What exactly is hygge though? And “how can a feeling being a city highlight?” (Thanks to Lonely planet for that quote, which we found hilarious. But I will note that hygge was, indeed, the city highlight.) Like I said, hygge is most closely translated to cozy, but it goes beyond that. Hygge season extends from autumn through winter, peeking during the Christmas holiday season. It involves friends, family, and care-free conversation.
Here are the most hygge activities we did:
Everyone in Copenhagen bikes as the main form of transportation. We decided to do like th locals and rent some bikes to better see the city.
La Glace is Copenhagen’s oldest bakery, founded in 1870. They have a large assortment of pastries and cakes. My favorite was the nougat cake, which is also their house specialty.
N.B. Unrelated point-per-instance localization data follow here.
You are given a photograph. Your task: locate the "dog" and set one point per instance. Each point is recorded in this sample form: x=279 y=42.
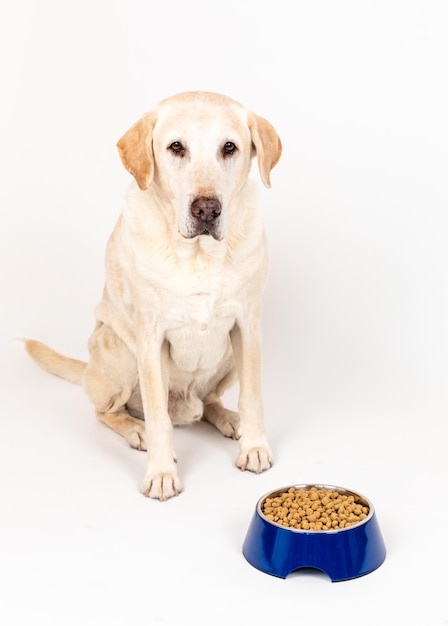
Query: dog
x=179 y=320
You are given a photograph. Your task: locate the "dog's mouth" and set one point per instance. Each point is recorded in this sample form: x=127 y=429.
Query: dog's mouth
x=207 y=232
x=205 y=218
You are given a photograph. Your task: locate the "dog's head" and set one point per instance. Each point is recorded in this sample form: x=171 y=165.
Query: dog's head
x=197 y=148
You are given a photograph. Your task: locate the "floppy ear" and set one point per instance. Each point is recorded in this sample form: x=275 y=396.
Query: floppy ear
x=135 y=148
x=267 y=145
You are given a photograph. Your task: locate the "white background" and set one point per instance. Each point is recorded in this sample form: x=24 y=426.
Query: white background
x=355 y=313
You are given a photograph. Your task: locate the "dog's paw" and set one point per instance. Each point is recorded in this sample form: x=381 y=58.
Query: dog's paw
x=135 y=435
x=257 y=459
x=162 y=485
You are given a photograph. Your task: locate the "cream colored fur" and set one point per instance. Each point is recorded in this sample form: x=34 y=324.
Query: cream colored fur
x=179 y=319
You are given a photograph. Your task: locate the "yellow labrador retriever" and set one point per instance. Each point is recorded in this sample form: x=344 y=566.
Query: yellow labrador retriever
x=179 y=319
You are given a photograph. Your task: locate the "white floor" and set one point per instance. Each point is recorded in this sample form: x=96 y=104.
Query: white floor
x=355 y=313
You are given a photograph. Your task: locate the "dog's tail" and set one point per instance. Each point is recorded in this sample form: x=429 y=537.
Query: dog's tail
x=55 y=363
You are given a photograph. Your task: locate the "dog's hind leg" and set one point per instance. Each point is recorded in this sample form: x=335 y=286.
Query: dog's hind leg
x=109 y=381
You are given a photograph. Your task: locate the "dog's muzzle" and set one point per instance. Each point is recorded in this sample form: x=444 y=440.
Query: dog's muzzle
x=205 y=215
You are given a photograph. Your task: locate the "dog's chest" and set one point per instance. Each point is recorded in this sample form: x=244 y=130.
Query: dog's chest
x=198 y=327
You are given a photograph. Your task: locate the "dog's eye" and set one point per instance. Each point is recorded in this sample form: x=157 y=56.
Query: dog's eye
x=228 y=149
x=177 y=148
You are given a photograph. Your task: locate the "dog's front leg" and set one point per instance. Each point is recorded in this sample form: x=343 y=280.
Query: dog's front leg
x=161 y=478
x=255 y=453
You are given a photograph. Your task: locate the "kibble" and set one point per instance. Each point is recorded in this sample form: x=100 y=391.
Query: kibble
x=314 y=508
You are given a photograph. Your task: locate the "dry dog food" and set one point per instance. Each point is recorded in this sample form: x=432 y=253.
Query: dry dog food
x=314 y=509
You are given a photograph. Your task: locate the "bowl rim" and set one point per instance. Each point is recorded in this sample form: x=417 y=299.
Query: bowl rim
x=309 y=486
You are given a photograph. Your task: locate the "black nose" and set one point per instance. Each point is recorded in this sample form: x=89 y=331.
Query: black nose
x=205 y=209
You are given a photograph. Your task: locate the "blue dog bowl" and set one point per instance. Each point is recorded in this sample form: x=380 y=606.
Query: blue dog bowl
x=342 y=553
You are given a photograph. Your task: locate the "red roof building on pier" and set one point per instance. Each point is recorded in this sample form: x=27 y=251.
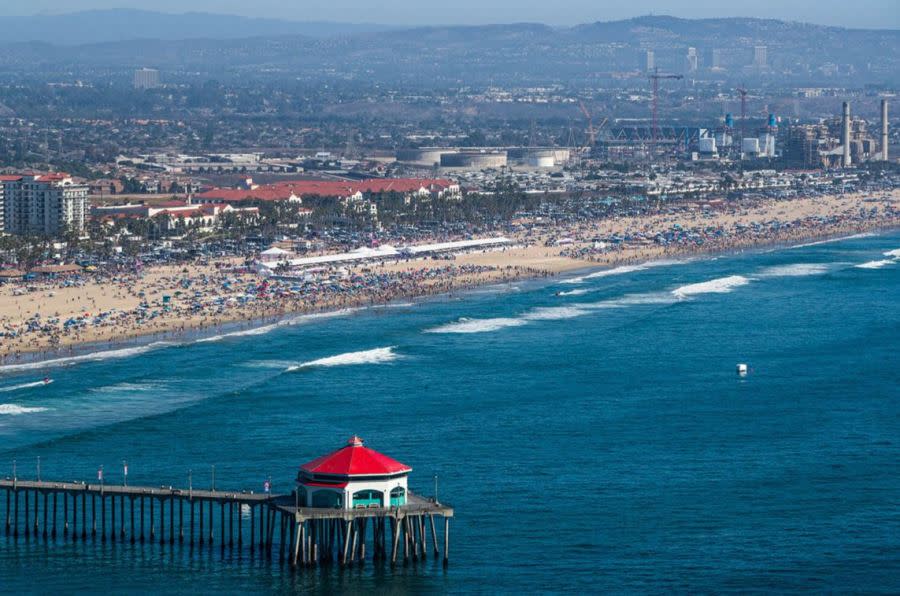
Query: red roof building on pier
x=353 y=476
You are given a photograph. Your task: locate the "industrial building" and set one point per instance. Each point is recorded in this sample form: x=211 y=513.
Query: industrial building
x=837 y=142
x=146 y=78
x=473 y=158
x=43 y=204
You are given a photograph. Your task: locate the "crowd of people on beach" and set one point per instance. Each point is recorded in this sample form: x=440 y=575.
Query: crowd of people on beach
x=169 y=304
x=121 y=302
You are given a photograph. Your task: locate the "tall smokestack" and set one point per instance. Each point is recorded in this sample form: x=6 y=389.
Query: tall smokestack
x=845 y=134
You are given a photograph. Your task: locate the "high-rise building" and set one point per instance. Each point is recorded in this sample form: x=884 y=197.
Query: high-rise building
x=693 y=60
x=47 y=204
x=760 y=57
x=146 y=78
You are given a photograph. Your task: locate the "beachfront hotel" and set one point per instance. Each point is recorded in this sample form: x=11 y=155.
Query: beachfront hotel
x=353 y=477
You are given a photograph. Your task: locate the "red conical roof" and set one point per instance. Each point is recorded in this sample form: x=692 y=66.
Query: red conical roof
x=354 y=459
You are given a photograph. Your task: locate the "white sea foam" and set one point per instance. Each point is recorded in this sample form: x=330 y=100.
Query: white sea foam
x=831 y=240
x=622 y=270
x=23 y=386
x=633 y=300
x=92 y=357
x=264 y=329
x=479 y=325
x=268 y=364
x=876 y=264
x=16 y=410
x=376 y=356
x=795 y=270
x=722 y=285
x=554 y=313
x=127 y=387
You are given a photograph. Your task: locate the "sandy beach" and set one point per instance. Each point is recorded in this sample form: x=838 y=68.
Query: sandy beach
x=50 y=317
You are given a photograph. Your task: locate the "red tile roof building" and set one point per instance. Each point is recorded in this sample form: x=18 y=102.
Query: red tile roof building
x=297 y=189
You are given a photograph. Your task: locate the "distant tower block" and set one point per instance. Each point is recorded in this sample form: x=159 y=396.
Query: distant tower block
x=146 y=78
x=845 y=135
x=760 y=57
x=693 y=60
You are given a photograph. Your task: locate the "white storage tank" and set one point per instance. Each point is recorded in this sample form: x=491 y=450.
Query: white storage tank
x=750 y=147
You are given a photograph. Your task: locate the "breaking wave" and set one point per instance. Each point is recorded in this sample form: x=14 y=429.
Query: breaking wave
x=795 y=270
x=16 y=410
x=92 y=357
x=876 y=264
x=263 y=329
x=621 y=270
x=831 y=240
x=24 y=386
x=376 y=356
x=554 y=313
x=465 y=325
x=722 y=285
x=633 y=300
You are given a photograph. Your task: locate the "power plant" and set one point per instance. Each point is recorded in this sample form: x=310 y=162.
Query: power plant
x=838 y=142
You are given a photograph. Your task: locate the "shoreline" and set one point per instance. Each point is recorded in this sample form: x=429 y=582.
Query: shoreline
x=86 y=350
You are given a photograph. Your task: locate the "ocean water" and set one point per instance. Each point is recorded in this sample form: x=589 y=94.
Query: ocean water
x=590 y=432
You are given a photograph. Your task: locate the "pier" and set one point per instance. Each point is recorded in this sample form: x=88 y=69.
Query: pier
x=273 y=526
x=347 y=505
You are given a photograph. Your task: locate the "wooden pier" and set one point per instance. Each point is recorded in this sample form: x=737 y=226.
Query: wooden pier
x=264 y=524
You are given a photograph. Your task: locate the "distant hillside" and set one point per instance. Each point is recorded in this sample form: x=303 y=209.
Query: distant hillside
x=99 y=26
x=522 y=53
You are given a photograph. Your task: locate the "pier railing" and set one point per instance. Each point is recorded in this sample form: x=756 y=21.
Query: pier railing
x=263 y=523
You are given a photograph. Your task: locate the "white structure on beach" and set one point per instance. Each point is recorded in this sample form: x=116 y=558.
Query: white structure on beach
x=390 y=252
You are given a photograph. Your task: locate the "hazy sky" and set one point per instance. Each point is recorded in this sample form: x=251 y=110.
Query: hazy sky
x=851 y=13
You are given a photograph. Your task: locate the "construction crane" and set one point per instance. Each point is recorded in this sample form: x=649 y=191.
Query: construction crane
x=743 y=91
x=655 y=77
x=592 y=134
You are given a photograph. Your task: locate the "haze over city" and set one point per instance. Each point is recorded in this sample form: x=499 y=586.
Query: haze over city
x=865 y=13
x=471 y=297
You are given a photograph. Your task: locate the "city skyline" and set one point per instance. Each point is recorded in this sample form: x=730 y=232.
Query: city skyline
x=878 y=14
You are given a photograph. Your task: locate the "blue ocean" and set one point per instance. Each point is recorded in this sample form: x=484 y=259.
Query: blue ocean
x=590 y=431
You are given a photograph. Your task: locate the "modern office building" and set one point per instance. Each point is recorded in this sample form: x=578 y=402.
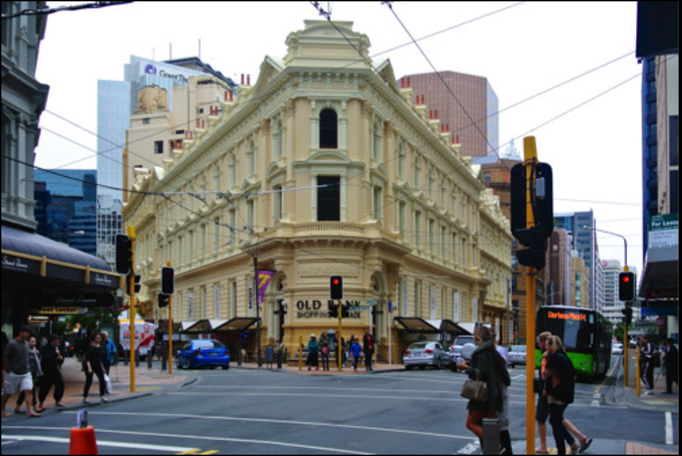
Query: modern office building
x=117 y=102
x=466 y=106
x=658 y=49
x=578 y=226
x=66 y=207
x=322 y=170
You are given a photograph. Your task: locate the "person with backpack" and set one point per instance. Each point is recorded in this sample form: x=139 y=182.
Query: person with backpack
x=560 y=389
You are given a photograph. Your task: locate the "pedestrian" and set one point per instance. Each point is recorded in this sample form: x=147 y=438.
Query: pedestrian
x=503 y=416
x=346 y=350
x=488 y=366
x=313 y=353
x=324 y=350
x=109 y=352
x=670 y=358
x=93 y=364
x=368 y=347
x=560 y=389
x=52 y=361
x=355 y=350
x=18 y=370
x=647 y=364
x=36 y=374
x=542 y=410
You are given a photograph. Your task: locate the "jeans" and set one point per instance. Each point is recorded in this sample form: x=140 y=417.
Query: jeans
x=561 y=435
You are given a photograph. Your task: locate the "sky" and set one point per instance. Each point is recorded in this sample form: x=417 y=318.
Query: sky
x=588 y=129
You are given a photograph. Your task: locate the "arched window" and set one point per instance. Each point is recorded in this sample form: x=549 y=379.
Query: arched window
x=328 y=129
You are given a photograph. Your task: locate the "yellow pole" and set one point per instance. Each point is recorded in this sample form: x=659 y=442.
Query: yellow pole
x=170 y=328
x=300 y=353
x=530 y=155
x=133 y=309
x=626 y=345
x=638 y=384
x=338 y=338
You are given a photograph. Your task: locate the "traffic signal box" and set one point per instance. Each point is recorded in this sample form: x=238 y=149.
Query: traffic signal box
x=336 y=288
x=626 y=286
x=124 y=254
x=531 y=189
x=167 y=280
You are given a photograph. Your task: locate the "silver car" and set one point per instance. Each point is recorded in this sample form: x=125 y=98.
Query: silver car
x=517 y=355
x=422 y=354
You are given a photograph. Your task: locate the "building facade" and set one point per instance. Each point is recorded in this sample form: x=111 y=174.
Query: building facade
x=323 y=167
x=36 y=271
x=117 y=102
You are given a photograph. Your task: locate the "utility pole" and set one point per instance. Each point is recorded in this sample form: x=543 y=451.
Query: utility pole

Tivoli is the grand champion of hygge – especially at night. Wandering, and laughing around the park underneath the lights lights of the rides with my friends, was one of the happiest experiences I had in Copenhagen. We took it to the next level with gluhwein, warm, spiced wine.
Sitting over some lattes and chatting with your friends is hygge for obvious reason.
And finally, enjoying some good wine and cheese on a relaxed evening can be hygge too.
In conclusion, it’s really a shame that we don’t have any kind of english translation for this word, but I know I will undoubtedly be adopting hygge into my vocabulary this winter.